Characterization of postjunctional alpha-1 and alpha-2 adrenoceptors activated by exogenous or nerve-released norepinephrine in the canine saphenous vein

Experiments were designed to characterize alpha-1 and alpha-2 adrenoceptor-mediated effects in the canine saphenous vein. Rings of saphenous vein were mounted for isometric tension recording in physiological saline solution. Contractile responses evoked by alpha-1 adrenoceptor agonists, cirazoline or St 587 were inhibited by alpha-1 antagonists, prazosin (pA₂ = 7.9) or phenoxybenzamine, but were relatively resistant to the alpha-2 adrenoceptor antagonist rauwolscine. The responses to alpha-2 adrenoceptor agonists, xylazine or B-HT 920, were relatively resistant to prazosin or phenoxybenzamine but were antagonized by rauwolscine (pA₂ = 8.7).

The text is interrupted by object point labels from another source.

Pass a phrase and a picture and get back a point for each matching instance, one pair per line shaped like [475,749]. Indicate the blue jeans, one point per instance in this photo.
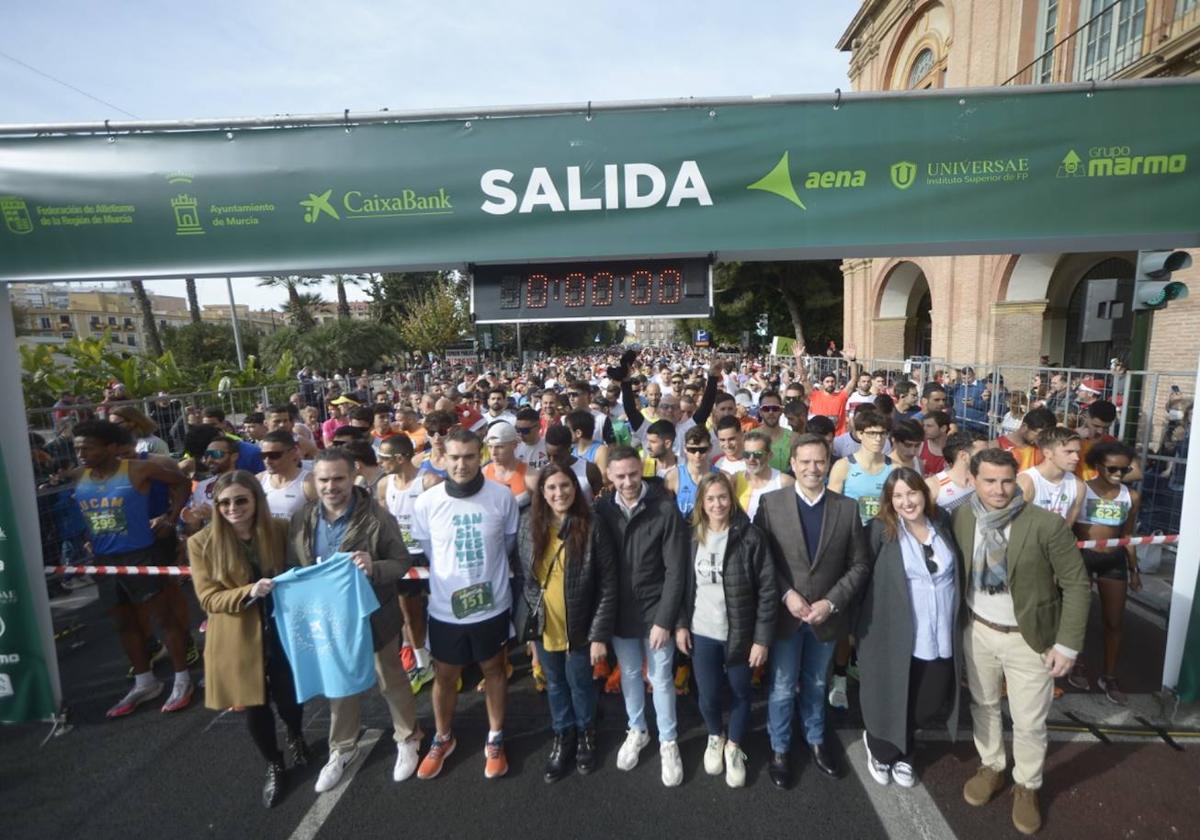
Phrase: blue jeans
[712,675]
[805,658]
[630,654]
[569,688]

After phenoxybenzamine, the alpha-2 agonists, M-7, guanfacine, UK 14304, B-HT 920 and xylazine evoked similar maximal increases in tension which were considerably smaller (approximately 50%) than that attained by alpha-1 adrenoceptor stimulation. The different concentration effect characteristics of these responses were also revealed using norepinephrine. Prazosin produced a biphasic effect on the concentration-response curve of norepinephrine, being more potent against responses above 50% of the maximum (pA₂ = 7.9) compared to lower increases in tension (pA₂ = 6.2). After alpha-1 adrenoceptor blockade with prazosin, rauwolscine was more effective against responses below 50% of the maximum, compared to higher increases in tension. The results suggest that the alpha-1 and alpha-2 adrenoceptor-mediated concentration-effect curves to norepinephrine are almost coincident and that alpha-2 adrenergic stimulation produces only partial activation of the vascular smooth muscle. Contractile responses produced by sympathetic nerve stimulation or by tyramine were antagonized more effectively by the combination of prazosin plus rauwolscine than by either blocker given alone, suggesting that alpha-1 and alpha-2 adrenoceptors are both innervated by sympathetic nerves in the canine saphenous vein.